ESG currency derivatives are like standard over-the-counter contracts designed to manage a company’s foreign-exchange and interest-rate risks, but they tie the price of the swap to sustainability goals. They’re similar to sustainability-linked debt, in which an issuer’s borrowing costs rise or fall based on pre-specified targets.
UK renewable energy company Drax Group Plc recently entered into an ESG loan as well as ESG derivatives to hedge currency exposure, with the terms of both contracts linked to pre-determined the annual carbon-intensity
reduction targets.
It’s looking to extend ESG-linked agreements to other derivatives, said Lisa Dukes, who oversees corporate finance and derivatives at Drax.
“The aim is to make sure we keep ESG at the core of our thinking,” she said in an interview. “Even small incentives can encourage big changes in behavior. That’s the mindset we’re trying to promote, so the primary goal is not around financial benefit. It’s not significant sums of money we’re looking at, but it’s meaningful enough to care about.”
Other unusual ESG products to hit the market this year include a green hedge created by Deutsche Bank for renewable company Continuum Energy Levanter Pte. Deutsche Bank says it was the first of its kind because the pricing wasn’t contractually linked to ESG targets. Instead, the label comes from it hedging the currency exposure of Continuum’s green U.S. dollar bond.
There’s no contractual difference between this “green hedge” and a normal hedge, or between green bonds and vanilla bonds, according to Claire Coustar, global head of ESG for fixed income and currencies at Deutsche Bank in London.
“The ultimate goal of this would be some sort of greenium, whether that be market capacity expansion or better pricing,” Coustar said. “Over time, through the verification process, we’d be developing a market that could potentially go out to a broader universe of counterparties to hedge, whether it be market risk or credit risk.”
The structure hasn’t yet been replicated, making it unclear whether this was a label too far in a market already full of jargon.
The proliferation of derivatives with an ESG label is raising questions about their impact, as even established corners of the market get criticized for setting targets that are too easy to achieve.
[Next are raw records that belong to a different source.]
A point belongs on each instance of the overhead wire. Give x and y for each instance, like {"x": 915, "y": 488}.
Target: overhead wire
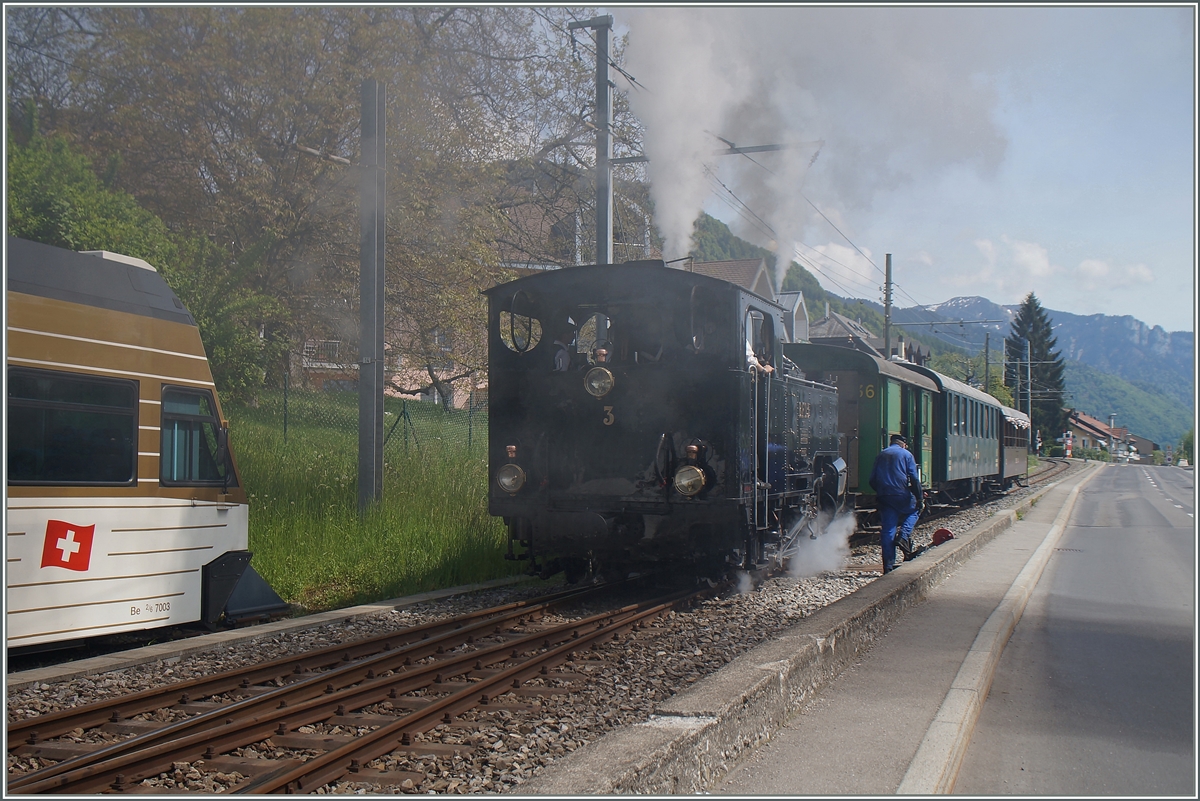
{"x": 756, "y": 220}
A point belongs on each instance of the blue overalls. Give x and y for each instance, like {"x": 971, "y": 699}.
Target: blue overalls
{"x": 892, "y": 476}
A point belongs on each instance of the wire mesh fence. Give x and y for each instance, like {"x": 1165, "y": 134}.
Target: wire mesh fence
{"x": 297, "y": 453}
{"x": 282, "y": 419}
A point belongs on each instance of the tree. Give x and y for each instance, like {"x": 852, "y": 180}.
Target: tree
{"x": 1044, "y": 367}
{"x": 208, "y": 106}
{"x": 55, "y": 198}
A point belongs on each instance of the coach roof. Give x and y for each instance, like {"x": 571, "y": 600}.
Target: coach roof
{"x": 99, "y": 278}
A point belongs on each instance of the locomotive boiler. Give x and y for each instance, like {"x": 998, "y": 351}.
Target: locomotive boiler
{"x": 642, "y": 414}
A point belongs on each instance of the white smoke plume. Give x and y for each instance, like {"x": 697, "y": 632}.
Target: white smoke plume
{"x": 888, "y": 91}
{"x": 826, "y": 552}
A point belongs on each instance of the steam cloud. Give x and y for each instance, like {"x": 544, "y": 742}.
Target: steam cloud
{"x": 827, "y": 552}
{"x": 891, "y": 92}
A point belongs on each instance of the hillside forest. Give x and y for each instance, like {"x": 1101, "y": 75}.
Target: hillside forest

“While some of these products bring hedging opportunities to a growing sustainable finance market, the additionality of derivative products on the pathway toward a low-carbon economy is questionable,” said Maia Godemer, a sustainable finance associate at BloombergNEF. “They do not raise any additional funding to finance the transition.”
Still, the International Swaps and Derivatives Association expects the ESG derivatives market to catch on.
“More trading in ESG-related derivatives can facilitate price discovery, transparency and market efficiency,” said Olga Roman, head of research at ISDA in New York. But without “standard key performance indicators to determine sustainability goals across various transactions, pricing of these unique characteristics for each deal can be challenging.”